Triazavirin is available as a drug for peroral administration in capsules. However, the oral bioavailability of triazavirin is only 20%, and absorption time is about 2 h. Therefore, other routes of administration with higher bioavailability and shorter absorption time are needed to decrease the cost of therapy and to enhance its efficiency.

The entry for SARS-CoV-2 virus is mouth or nose. Then it enters the alveolar region of lungs and binds with ACE2. As the novel virus has affinity to the epithelial cells of respiratory tract, drug delivery directly into lungs as the target organ may enhance the therapeutic effect, accompanied by a decrease in side effects for stomach, liver, kidneys etc. Therefore, the pulmonary administration of antiviral drugs may provide advantages with respect to the traditional oral dosage forms.

The pulmonary aerosol delivery is extensively used today to treat respiratory diseases such as asthma, emphysema, chronic obstructive pulmonary disease, cystic fibrosis, primary pulmonary hypertension, and cancer.11, 12, 13 In recent decades the lung alveolar part is increasingly considered as a portal for the delivery of systemic aerosolized drugs because of large surface area, good vascularization and direct connection between pulmonary and systemic circulations.14, 15, 16, 17 Lungs are very permeable for drugs because of ultra-thinness of alveolar epithelium and, therefore, this way of administration is comparable to intravenous injections. However, in contrast to injections, inhalation is non-invasive and therefore painless, and can be used by patients at home without the health-care staff.

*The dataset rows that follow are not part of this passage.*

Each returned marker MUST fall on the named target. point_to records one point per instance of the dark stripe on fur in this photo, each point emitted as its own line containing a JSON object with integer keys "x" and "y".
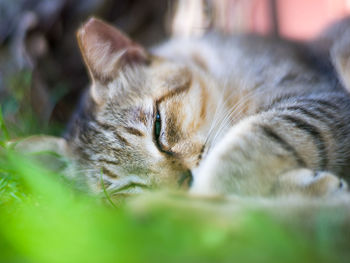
{"x": 321, "y": 102}
{"x": 315, "y": 134}
{"x": 307, "y": 113}
{"x": 108, "y": 161}
{"x": 109, "y": 173}
{"x": 134, "y": 131}
{"x": 284, "y": 144}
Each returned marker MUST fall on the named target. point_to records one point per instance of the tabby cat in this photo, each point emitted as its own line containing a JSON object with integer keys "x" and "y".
{"x": 217, "y": 114}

The modern inhalers that are available on the market include three main groups: dose-metering systems, dry powder inhalers, and nebulizers. In our studies, we chose to use nebulizers to deliver the aerosol to laboratory animals because the former two kinds of inhalers have some specific features bringing some complications into their application for this purpose. In particular, pressurized dose-metering inhalers provide rather high aerosol velocity, which may result in an excessive oropharyngeal deposition. As far as dry powder inhalers are concerned, their application in inhalation experiments may involve difficulties with reproducibility, because the dry powder formulation appears to be shelf life dependent, so aerosol properties become the functions of powder storage time. For these reasons, we chose nebulizers. Inhalation of drug solutions in a nebulizer combined with an inhalation device is an especially effective treatment. When using nebulizers people do not need to be able to breathe in forcefully, nor do they need any particular skill. This way of inhalation results in less of the medication deposited in the throat, and larger part reaches the lungs with respect to dose-metering and dry powder inhalers.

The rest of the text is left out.